Torre e Casa Campatelli is an eighteenth-century palazzo that stands in the heart of San Gimignano, encircling one of the city's famous medieval towers. The building's mid-twelfth-century nucleus still nestles inside the complex: a tower house built on the Pisan model and rising some 28 metres high.
Over the centuries, other building work was done around the tower, until the structure reached its current proportions. The latest owner of the house, Lydia Campatelli, donated Torre e Casa Campatelli to the Fondo Ambiente Italiano in 2005, on condition that it be open to the public, with its furniture and art collections all on display too. The latter includes paintings by the donator's uncle, Guido Peyron, a Florentine painter of some note.

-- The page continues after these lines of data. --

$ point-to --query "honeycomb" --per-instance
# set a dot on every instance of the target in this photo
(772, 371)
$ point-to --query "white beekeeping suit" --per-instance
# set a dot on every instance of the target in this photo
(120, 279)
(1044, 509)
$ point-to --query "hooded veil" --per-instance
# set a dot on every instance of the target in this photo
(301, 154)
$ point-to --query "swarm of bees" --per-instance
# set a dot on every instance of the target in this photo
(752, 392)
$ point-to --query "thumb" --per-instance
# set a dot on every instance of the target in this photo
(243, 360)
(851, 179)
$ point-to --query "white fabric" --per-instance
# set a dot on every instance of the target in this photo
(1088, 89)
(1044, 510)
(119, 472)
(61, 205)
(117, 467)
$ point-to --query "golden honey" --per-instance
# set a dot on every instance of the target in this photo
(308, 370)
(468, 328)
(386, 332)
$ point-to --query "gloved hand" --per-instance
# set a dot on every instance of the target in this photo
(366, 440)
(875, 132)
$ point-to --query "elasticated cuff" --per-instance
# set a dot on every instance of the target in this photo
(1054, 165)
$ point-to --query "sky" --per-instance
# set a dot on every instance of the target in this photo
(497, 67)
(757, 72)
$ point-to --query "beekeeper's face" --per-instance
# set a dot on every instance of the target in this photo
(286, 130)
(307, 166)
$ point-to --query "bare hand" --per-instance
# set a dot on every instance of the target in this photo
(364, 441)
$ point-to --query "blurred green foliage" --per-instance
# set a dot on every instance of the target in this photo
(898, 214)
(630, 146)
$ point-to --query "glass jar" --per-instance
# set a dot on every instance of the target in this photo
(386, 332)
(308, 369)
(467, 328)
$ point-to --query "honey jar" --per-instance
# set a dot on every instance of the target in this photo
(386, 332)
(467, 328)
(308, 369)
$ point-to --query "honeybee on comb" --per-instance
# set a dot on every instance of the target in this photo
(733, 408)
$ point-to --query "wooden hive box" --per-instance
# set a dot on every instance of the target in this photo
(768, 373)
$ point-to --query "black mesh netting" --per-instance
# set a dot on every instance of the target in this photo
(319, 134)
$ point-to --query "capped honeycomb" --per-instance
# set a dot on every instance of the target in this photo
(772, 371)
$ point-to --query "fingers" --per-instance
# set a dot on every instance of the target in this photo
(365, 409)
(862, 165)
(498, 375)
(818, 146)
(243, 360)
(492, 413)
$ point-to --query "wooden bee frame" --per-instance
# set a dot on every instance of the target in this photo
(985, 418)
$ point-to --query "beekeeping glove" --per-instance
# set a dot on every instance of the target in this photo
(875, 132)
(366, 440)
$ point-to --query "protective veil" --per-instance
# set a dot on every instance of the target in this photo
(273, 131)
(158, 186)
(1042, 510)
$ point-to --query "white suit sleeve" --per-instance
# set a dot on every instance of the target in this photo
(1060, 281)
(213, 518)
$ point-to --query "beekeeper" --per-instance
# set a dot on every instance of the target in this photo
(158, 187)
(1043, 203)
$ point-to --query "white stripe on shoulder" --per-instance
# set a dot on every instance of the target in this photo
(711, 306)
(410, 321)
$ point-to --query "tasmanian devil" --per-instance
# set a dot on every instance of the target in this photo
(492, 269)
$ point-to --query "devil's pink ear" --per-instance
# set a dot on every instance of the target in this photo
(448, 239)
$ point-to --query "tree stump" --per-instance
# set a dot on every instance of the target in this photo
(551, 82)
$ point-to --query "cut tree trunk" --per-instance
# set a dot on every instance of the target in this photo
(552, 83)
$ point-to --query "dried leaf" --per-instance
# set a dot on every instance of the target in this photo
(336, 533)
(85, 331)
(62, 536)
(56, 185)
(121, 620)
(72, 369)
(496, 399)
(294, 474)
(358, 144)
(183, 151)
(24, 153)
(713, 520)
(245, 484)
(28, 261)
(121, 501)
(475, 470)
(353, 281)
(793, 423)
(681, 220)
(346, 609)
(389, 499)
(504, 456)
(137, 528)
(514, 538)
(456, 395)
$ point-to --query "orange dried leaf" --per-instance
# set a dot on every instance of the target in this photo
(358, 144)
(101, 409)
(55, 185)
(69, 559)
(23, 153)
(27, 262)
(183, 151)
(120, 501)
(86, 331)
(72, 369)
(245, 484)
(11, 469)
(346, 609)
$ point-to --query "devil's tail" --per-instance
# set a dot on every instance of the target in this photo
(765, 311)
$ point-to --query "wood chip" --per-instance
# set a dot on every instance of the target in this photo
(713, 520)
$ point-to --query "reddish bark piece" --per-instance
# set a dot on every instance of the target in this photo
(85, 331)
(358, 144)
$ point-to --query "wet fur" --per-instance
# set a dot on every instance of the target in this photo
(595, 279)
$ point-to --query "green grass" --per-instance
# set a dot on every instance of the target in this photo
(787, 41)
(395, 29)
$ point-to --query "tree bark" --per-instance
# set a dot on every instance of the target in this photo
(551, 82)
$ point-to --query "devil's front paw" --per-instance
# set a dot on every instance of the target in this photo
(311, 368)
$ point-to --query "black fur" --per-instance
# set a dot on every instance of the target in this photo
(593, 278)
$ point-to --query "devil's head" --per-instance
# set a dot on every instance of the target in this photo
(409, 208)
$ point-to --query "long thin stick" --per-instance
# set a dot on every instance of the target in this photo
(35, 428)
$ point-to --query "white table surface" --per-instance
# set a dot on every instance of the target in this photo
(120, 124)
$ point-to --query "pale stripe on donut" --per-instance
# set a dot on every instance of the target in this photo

The first floor, which was refurbished and upholstered at the end of the nineteenth century, takes visitors back in time to an environment conjured up by everyday household items, documentation and old photographs. You will also discover how a typical upper-class Tuscan family dressed.
On the second floor, between the old ceilings and the tower, you can see a film projected: a captivating spectacle entitled "A thousand years in San Gimignano", a fascinating cross-section of vision and sound that takes you deep into the city. It also animates the walls of the house and integrates them with an alabaster model of the town.
The museum is part of the "Museum for All" project, which guarantees the right to culture for people with intellectual disabilities.